We move in absolute silence, crossing the short distance to the offices, and he never once looks at me but stares directly ahead, while I throw quick desperate glances at him, and also say nothing.

It’s as if, for some reason, all of a sudden, cat’s got my tongue. . . .

We walk through the front area lobby, past the guard—a different one—who buzzes the security glass door open as soon as he recognizes Aeson Kass. I follow him, almost stumbling on the anti-static floor mat because I am not watching my feet.

At the doors of Office #7, Aeson takes out a key card and opens the door.

“Come,” he tells me, flipping on the overhead lights. I see basic office space with various consoles similar to what he had back in Pennsylvania, except there is no lounge area here, nowhere to sit but his one high-backed chair behind a wide desk. The console panels line the walls behind him. It’s basically a desk inside a machine room.

I take a step inside.

“Close the door,” he says.

I do as I’m told, and then turn toward him and stand with my hands at my sides, shaking with fine tremors. My hands—what a horrible betrayal of me. . . .

I am suddenly terrified.

Aeson Kass goes to his desk and sits down in the chair. He leans forward, puts his hands on the desk surface, palms down.

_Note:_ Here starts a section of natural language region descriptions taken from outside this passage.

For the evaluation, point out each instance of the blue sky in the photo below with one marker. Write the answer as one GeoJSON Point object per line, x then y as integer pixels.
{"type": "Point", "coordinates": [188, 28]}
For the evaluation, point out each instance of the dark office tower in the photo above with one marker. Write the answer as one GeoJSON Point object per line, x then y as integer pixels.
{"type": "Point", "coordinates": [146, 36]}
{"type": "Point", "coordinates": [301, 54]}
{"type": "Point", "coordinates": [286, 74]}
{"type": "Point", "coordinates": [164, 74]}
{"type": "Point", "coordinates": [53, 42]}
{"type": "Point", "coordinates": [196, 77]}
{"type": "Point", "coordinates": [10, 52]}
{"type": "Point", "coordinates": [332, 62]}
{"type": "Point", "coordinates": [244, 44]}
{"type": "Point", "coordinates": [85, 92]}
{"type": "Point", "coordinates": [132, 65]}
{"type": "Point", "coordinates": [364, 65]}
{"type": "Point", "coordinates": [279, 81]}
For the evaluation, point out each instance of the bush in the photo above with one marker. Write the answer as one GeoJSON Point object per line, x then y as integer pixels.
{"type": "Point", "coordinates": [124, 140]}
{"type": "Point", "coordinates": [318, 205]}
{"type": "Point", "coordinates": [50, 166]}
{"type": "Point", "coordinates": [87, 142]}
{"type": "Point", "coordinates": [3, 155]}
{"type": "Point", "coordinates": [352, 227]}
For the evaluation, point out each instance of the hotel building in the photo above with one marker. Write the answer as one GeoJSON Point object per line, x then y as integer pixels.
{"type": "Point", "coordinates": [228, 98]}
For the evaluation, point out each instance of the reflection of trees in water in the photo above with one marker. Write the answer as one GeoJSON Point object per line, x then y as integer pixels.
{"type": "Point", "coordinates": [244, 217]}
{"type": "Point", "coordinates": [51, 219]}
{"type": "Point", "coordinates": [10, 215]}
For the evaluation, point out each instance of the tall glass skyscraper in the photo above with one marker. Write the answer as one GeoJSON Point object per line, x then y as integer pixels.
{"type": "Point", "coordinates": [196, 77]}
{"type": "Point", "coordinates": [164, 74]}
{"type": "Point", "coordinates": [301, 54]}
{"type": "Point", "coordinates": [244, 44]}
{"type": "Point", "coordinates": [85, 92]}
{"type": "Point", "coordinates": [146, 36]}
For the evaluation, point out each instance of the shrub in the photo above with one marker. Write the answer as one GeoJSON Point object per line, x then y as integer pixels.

What surprises me, in that surreal moment of intensity, is that I can sense
he is tense
also, by the way he holds his hands—straight, composed, under such an excess of control.

Too much control.

“Speak,” he says. And he looks directly at me.

I begin to talk. Strange halting words come out of me, stumbling phrases. . . . Logic out of order . . . a torrent. “My sister Gracie—Grace Lark—she is only twelve, and she is an
idiot
. I mean, a complete little fool, trying to impress a boy. She did not mean—she is just a kid who screwed up, was part of a prank that went horribly wrong—no, okay, I mean she wasn’t really part of it, of anything. She just made the wrong decision, and she is completely innocent—”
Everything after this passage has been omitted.